My above code suggestion doesn't make any difference. Either the compiler or the CPU must already be avoiding the extra fetching I was trying to get rid of.
It did make a difference to avoid the push_back calls in merge(). Apparently they cause a reallocation of the vectors. Instead I adding bounds checking to the merge loop. I guess an alternative would be to use reserve to make the vectors big enough before the copy and append.
I also tried parallelizing merge to see if it really was an issue doing it serially. I could only see to split the work into two parts (not recursively) by merging n/2 elements from the beginning and n-n/2 elements from the end in parallel. That didn't make any difference in total timing values, which further supports memory access being the bottleneck (though an error on my part is quote likely).

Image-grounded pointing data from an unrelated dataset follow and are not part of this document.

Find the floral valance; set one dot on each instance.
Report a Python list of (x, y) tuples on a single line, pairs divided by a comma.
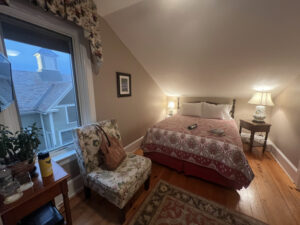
[(81, 12)]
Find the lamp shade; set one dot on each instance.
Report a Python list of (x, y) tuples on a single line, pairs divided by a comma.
[(171, 105), (261, 98)]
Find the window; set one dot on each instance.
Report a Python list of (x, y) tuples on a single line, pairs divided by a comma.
[(71, 114), (44, 80), (66, 137)]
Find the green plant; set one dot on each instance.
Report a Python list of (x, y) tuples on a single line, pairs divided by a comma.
[(18, 146)]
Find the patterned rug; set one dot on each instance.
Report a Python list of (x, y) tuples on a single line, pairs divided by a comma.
[(168, 205)]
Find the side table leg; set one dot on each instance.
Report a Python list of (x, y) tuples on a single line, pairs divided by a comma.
[(265, 143), (251, 140), (66, 203)]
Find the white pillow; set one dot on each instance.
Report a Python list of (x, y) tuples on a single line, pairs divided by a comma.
[(212, 111), (191, 109)]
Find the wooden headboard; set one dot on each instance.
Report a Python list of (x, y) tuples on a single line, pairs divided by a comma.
[(210, 100)]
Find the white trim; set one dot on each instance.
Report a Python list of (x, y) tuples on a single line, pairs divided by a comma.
[(284, 162), (298, 177), (64, 105), (135, 145), (44, 130), (60, 137), (24, 11), (52, 129), (67, 115), (64, 157)]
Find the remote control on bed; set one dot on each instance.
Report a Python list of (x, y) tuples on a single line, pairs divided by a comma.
[(193, 126)]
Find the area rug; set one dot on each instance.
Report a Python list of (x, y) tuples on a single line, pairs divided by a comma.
[(167, 205)]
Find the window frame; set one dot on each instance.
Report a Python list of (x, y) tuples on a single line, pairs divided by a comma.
[(82, 67), (60, 136)]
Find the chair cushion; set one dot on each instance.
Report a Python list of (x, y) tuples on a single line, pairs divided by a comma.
[(119, 186), (89, 142)]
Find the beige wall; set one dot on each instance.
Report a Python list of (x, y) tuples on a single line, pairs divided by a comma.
[(285, 131), (243, 110), (136, 113)]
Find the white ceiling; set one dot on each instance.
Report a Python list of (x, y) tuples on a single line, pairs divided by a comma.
[(211, 47)]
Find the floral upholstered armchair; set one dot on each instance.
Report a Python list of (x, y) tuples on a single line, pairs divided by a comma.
[(117, 186)]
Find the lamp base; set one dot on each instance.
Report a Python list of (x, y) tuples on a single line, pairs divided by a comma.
[(259, 115)]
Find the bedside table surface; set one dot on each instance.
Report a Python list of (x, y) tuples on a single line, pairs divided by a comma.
[(250, 122)]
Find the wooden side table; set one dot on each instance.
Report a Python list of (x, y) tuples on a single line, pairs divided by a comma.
[(44, 190), (255, 127)]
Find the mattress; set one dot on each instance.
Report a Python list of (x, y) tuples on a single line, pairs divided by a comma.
[(199, 152)]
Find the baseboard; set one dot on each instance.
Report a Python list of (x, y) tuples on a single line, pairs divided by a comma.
[(75, 185), (285, 163), (135, 145)]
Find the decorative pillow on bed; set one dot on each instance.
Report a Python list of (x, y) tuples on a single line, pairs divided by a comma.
[(212, 111), (191, 109)]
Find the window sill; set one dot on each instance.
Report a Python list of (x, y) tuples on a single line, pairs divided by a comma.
[(64, 157)]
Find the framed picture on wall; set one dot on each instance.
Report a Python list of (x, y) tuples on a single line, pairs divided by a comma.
[(123, 84)]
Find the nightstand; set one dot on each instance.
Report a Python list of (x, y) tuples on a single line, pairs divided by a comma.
[(255, 127)]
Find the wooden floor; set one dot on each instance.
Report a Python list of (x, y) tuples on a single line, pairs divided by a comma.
[(271, 197)]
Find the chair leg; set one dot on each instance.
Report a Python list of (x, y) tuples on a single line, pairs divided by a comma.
[(147, 184), (87, 192), (123, 215)]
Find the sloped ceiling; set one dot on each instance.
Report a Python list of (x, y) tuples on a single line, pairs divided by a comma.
[(211, 47)]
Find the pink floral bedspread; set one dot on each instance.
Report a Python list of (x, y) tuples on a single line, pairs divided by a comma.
[(223, 154)]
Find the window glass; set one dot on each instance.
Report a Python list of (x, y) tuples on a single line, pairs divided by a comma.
[(72, 114), (66, 137), (44, 86)]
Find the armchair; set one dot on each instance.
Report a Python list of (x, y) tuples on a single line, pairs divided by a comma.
[(117, 186)]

Below is the parallel merge code:
template <class In>
void merge_partial(In itl, In itle, In itr, In itre, In b, In e, int n, bool le) {
auto itm = b;
for (;n != 0;n--){
if( le ? (*itl <= *itr) : (*itl >= *itr)) {
*itm++ = *itl++;
if (itl == itle) { // all the rest from the right
for (;n != 0;n--)
*itm++ = *itr++;
break;
}
}
else {
*itm++ = *itr++;
if (itr == itre) { // all the rest from the left
for (;n != 0;n--)
*itm++ = *itl++;
break;
}
}
}
}
...
if(dis > 500) {
tbb::parallel_invoke([&] () { merge_sort_parallel(b, m); },
[&] () { merge_sort_parallel(m, e); });
std::vector<typename In::value_type> left(b, m);
std::vector<typename In::value_type> right(m, e);
auto n = std::distance(b, e);
auto itl = std::begin(left);
auto itle = std::end(left);
auto itr = std::begin(right);
auto itre = std::end(right);
tbb::parallel_invoke(
[&] () { merge_partial(itl, itle, itr, itre, b, e, n / 2, true); },
[&] () { merge_partial(reverse_iterator<In>(itle), reverse_iterator<In>(itl),
reverse_iterator<In>(itre), reverse_iterator<In>(itr),
reverse_iterator<In>(e), reverse_iterator<In>(b),
n - n / 2, false); });
}